The Hill's lack of disclosure on Morris include:
- IN Senate Race. Morris wrote a February 7 column which attacked "RINO Sen. Richard Lugar (Ind.)" for supporting the Law of the Sea Treaty. Morris headlined a September 2011 fundraiser for Lugar's Republican primary opponent, Richard Mourdock. The Mourdock campaign also rented Morris' email list in July 2011 for a donation solicitation, which featured an appeal from Morris.
- 2012 GOP Presidential Candidates. Morris has received financial payments from Herman Cain and Newt Gingrich to rent out his email list during the Republican presidential primary. A November 15, 2011, Hill column was headlined, "Is Newt electable? Hell, yes!" while a October 18, 2011, column was headlined, "9-9-9 can save our country."

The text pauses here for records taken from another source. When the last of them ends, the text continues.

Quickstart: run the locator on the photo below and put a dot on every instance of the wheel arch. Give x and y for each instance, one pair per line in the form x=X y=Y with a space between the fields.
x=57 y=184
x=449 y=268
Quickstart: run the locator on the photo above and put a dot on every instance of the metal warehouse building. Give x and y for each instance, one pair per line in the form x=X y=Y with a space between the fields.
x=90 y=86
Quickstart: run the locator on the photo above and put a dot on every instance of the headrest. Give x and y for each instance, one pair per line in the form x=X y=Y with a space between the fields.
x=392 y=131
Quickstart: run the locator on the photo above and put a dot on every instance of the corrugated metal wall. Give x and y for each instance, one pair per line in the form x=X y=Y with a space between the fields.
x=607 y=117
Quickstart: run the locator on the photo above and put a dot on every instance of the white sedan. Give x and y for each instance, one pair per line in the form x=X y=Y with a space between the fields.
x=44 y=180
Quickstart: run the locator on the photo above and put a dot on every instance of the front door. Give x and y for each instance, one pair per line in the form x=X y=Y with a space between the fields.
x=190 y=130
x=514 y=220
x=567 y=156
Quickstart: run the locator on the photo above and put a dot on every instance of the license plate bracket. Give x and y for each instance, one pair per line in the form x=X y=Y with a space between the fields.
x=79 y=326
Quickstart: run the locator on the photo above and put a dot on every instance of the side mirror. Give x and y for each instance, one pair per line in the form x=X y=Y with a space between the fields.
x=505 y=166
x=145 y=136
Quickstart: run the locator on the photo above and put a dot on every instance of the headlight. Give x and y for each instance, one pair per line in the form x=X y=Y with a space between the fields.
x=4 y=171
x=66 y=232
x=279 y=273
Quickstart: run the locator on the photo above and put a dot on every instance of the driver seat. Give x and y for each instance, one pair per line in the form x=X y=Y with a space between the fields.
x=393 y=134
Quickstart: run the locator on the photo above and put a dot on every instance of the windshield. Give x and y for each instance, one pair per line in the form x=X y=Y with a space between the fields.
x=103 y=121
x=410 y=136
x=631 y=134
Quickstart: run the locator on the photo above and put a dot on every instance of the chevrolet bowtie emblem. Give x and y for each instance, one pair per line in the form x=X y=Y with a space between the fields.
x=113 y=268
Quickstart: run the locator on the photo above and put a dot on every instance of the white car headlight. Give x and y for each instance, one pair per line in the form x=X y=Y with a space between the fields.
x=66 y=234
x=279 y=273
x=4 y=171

- Pennsylvania GOP. In February 2010, the Republican Federal Committee of Pennsylvania paid Morris $10,000 for speaking at its 2010 Lincoln Day Dinner. Following the payment, Morris wrote about Pennsylvania politics in The Hill on May 26, 2010, in a column attacking then-Rep. Joe Sestak (D), who was running for re-election in Pennsylvania.
- GOPtrust.com. Morris wrote columns on November 5, 2008, and November 11, 2008, touting GOPTrust.com, the website of the National Republican Trust PAC. According to FEC filings, Morris received $24,000 from the PAC between October 10 and November 19 of that year.
Morris has also repeatedly discussed candidates and organizations on Fox News without disclosing his financial connections to them. After the Associated Press questioned Morris and Fox News last December about his promotions of Republican presidential candidates, Morris went on Fox News and admitted that he's taken money from certain candidates.
The AP's David Bauder subsequently wrote about Morris and noted that "advocates for ethics in journalism tend to lean toward full disclosure of conflicts caused by relationships between politicians and on-air reporters or commentators." Does that ethics policy apply to The Hill with Morris?
Requests for comment to The Hill were not returned.